Dans le Connecticut, un juge a rejeté le 17 février dernier les plaintes déposées par les enfants des patients d’un médecin de l’Etat qui avaient découvert que ce dernier avait utilisé son propre sperme pour féconder leurs mères à leur insu. Les plaignants ont découvert la faute du médecin en effectuant des tests ADN à domicile.
Pas de dommages pour les enfants ?
Les plaignants avaient porté plainte pour « négligence, dissimulation frauduleuse, absence de consentement éclairé et pratiques commerciales déloyales ». Le défendeur a fait valoir qu’il n’avait aucune obligation envers les plaignants, qui n’ont jamais été ses patients, et que les plaignants se rangeaient derrière des arguments de « vie injustifiée ». Des demandes correctement caractérisées pour la Cour qui a toutefois choisi de les débouter, les faits allégués ne justifiant pas un tel recours, a-t-elle estimé.
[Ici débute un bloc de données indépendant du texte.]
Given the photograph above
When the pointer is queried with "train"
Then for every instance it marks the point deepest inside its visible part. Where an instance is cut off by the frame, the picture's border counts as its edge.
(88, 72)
Pour le juge, en effet, les demandeurs n’ont pas démontré suffisamment de « préjudices et de dépenses extraordinaires subis en raison de la conduite présumée délictueuse du défendeur ». En d’autres termes, les plaignants n’ont pas subi de dommages suffisants du fait des actions de leur père génétique.
Pour Jody Madeira, professeur à la Maurer School of Law de l’université de l’Indiana à Bloomington et spécialiste de la fraude en matière de fertilité, « il est juridiquement douteux de classer les plaintes pour fraude en matière de fertilité sous la rubrique “vie injustifiée” ». « Ces enfants étaient très désirés par leurs parents, précise-t-elle, et leur argument n’est pas que la non-existence serait préférable à l’existence. Ils ne sont pas non plus nés avec des malformations congénitales ou des maladies génétiques. » Pour le professeur, « les tribunaux devraient plutôt se concentrer sur les actes frauduleux du médecin ».
Des décisions différentes dans d’autres affaires de fraude
Dans d’autres affaires similaires, la justice a statué différemment.
Ainsi, en 2021, la Cour supérieure de l’Ontario au Canada a attribué 13,375 millions de dollars à 226 victimes d’un médecin qui avait inséminé ses patientes avec son sperme (cf. Canada : Pas de procès pénal pour un médecin de la fertilité ayant utilisé son propre sperme).
L’année dernière, un jury du Vermont a accordé 5,25 millions de dollars – 250 000 dollars de dommages-intérêts compensatoires et 5 millions de dollars de dommages-intérêts punitifs – à la victime d’un médecin qui avait utilisé son propre sperme sur une patiente, au lieu du sperme de donneur promis. Et, dans le Colorado, un médecin et un cabinet médical ont dû verser 8,75 millions de dollars à leurs victimes.
En janvier 2023, un projet de loi fédéral a été introduit pour préciser que le fait pour un professionnel de santé de modifier sciemment la nature ou la source de l’ADN utilisé dans toute procédure de PMA constitue un délit.